This is the mail archive of the
gcc@gcc.gnu.org
mailing list for the GCC project.
Re: PATCH: reorg branch displacement fix
- From: Joern Rennecke <joern dot rennecke at superh dot com>
- To: tm <tm at mail dot kloo dot net>
- Cc: law at redhat dot com, kkojima at gcc dot gnu dot org, tm at kloo dot net, gcc-patches at gcc dot gnu dot org, gcc at gnu dot org
- Date: Wed, 06 Nov 2002 20:18:09 +0000
- Subject: Re: PATCH: reorg branch displacement fix
- Organization: SuperH UK Ltd.
- References: <Pine.LNX.4.21.0211051122480.25259-100000@mail.kloo.net>
tm wrote:
>
> On Fri, 1 Nov 2002, Joern Rennecke wrote:
>
> > > > * reorg.c (relax_delay_slots): Don't thread conditional jump
> > > > through unconditional jump if the conditional jump can't reach
> > > > the branch target on this processor target.
> > > This is wrong. reorg does not and should not be checking branch displacements.
> > > That is a problem for shorten-branches and the backend.
> >
> > The SH does some early branch shortening in machine_dependent_reorg because
> > a long conditional branch has to be split into a short conditional branch
> > around an unconditional branch, or a short conditional branch to an unconditional
> > branch (that might have been inserted elsewhere after an inverted condbranch).
> > Unconditional branches have mandatory delay slots, so we get additional
> > delay slots exposed by doing this splitting before reorg, and the conditional
> > branches have optional delay slots, which obviously can't be used in the same
> > way when the branch is reversed or redirected.

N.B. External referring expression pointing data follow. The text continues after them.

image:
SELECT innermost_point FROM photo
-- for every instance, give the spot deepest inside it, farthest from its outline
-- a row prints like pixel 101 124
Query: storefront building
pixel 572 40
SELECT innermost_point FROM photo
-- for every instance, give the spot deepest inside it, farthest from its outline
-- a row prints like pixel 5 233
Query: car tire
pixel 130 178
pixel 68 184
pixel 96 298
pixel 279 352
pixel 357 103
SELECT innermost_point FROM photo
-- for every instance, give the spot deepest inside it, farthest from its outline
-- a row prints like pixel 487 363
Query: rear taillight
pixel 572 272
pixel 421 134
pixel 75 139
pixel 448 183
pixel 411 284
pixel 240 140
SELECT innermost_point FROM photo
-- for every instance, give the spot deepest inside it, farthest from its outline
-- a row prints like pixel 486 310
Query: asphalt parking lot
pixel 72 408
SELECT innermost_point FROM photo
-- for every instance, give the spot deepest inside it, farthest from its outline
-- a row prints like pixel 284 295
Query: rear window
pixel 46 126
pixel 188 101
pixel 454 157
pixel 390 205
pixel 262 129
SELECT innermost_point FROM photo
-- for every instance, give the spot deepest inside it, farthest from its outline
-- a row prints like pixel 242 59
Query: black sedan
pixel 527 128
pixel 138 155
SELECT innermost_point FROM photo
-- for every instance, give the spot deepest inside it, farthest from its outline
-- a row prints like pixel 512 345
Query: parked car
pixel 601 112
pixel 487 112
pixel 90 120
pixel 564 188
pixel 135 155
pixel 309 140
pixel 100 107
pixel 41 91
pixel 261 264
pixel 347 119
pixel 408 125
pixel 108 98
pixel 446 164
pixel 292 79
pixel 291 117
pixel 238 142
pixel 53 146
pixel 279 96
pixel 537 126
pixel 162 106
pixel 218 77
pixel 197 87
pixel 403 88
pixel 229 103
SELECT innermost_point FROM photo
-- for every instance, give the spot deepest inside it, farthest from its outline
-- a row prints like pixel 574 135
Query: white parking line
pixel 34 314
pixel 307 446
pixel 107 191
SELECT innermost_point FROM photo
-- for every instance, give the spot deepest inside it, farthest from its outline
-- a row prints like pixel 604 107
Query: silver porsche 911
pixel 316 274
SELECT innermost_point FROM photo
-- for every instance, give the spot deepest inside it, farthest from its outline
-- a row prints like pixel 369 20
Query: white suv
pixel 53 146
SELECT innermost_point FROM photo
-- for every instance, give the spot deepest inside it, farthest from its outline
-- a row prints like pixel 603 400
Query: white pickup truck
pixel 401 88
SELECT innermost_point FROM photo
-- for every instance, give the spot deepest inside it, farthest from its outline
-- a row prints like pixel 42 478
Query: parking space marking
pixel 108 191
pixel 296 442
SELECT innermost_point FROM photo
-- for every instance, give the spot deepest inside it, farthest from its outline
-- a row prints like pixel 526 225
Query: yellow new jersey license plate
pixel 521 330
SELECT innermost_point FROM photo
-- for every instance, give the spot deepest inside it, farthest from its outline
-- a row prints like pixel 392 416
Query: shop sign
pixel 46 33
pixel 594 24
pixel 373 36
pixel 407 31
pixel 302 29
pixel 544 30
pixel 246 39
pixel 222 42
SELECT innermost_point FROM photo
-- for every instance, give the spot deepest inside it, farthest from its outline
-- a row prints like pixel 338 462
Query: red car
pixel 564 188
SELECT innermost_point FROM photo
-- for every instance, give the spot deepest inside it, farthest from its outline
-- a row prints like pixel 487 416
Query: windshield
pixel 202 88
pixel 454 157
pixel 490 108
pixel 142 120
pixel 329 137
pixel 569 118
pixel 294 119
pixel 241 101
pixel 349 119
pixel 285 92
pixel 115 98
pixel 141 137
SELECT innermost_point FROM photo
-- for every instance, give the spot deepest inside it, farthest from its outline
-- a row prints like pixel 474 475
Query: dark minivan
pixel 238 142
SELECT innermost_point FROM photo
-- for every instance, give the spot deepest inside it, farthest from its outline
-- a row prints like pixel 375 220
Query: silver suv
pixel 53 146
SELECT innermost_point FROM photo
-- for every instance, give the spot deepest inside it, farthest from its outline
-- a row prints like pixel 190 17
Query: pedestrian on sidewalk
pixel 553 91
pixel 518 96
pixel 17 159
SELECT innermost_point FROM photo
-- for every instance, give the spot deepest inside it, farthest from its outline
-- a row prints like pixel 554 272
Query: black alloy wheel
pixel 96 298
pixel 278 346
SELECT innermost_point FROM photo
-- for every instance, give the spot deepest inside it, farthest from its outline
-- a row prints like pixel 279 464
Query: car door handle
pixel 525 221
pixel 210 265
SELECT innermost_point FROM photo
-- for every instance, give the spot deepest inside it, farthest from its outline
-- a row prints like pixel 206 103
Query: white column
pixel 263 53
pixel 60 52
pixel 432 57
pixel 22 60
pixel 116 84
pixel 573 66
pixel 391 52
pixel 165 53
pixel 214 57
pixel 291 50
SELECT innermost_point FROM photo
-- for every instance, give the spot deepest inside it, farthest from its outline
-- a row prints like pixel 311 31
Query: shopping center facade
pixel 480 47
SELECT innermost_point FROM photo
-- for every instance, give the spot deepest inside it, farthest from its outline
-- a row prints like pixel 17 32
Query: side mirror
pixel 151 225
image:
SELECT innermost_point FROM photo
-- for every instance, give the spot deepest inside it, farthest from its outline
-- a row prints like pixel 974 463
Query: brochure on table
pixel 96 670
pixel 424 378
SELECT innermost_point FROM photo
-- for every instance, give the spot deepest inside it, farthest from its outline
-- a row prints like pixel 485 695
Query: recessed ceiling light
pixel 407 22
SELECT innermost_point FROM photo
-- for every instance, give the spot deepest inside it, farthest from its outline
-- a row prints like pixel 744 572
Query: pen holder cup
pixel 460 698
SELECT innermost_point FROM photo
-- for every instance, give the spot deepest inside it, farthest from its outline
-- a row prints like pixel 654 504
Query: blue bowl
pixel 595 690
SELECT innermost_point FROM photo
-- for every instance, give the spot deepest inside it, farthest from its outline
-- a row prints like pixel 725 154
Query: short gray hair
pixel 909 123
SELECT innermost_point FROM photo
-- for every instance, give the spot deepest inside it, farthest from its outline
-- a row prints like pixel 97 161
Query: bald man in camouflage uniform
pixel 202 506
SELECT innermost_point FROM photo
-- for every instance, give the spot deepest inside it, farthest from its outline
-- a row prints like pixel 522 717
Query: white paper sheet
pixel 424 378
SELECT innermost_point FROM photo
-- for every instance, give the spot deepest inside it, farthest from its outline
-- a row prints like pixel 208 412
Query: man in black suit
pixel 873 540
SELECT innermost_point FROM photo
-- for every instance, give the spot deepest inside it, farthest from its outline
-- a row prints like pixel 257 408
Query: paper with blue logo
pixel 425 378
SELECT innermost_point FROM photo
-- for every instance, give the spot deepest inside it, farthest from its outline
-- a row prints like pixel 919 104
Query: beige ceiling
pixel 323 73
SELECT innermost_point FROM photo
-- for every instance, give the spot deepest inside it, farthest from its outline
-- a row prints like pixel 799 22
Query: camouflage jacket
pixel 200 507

> > Thus, machine_dependent_reorg already makes sure all the conditional branches
> > that need splitting are split. If reorg redirects conditional branches
> > willy-nilly, it destroys the very data it is supposed to operate on.
>
> Maybe I'm misunderstanding something, but the two goals of:
>
> 1) Unconstrained branch rethreading in reorg
That asumes that branch rethreading in reorg is always a win. However, for the
SH, its usually a pessimization.
> 2) Efficiently utilized branch delay slots
>
> do not seem to be mutually exclusive.
>
> The SH has only a single conditional branch, but if we model this in reorg
> as multiple conditional branches with varying displacement capabilities
> with varying number of annulled/non-annulled delay slots, we can satisfy
> both conditions?
You make it actually more complex this way. It is better to describe the
branches that do actually exist. That would also be the prerequisite to
doing a machine-independent combined local constant pool / early branch
shortening & splitting pass.
I think a branch range can be described with three numbers, or if a constant
pool entry is needed, seven numbers a strings:
(define_branch_range <name> <length> <min_offset> <max_offset>
<condition>
<scratch_register> <pool_entry_size> <min_entry_offset> <max_entry_offset> <entry_bias>)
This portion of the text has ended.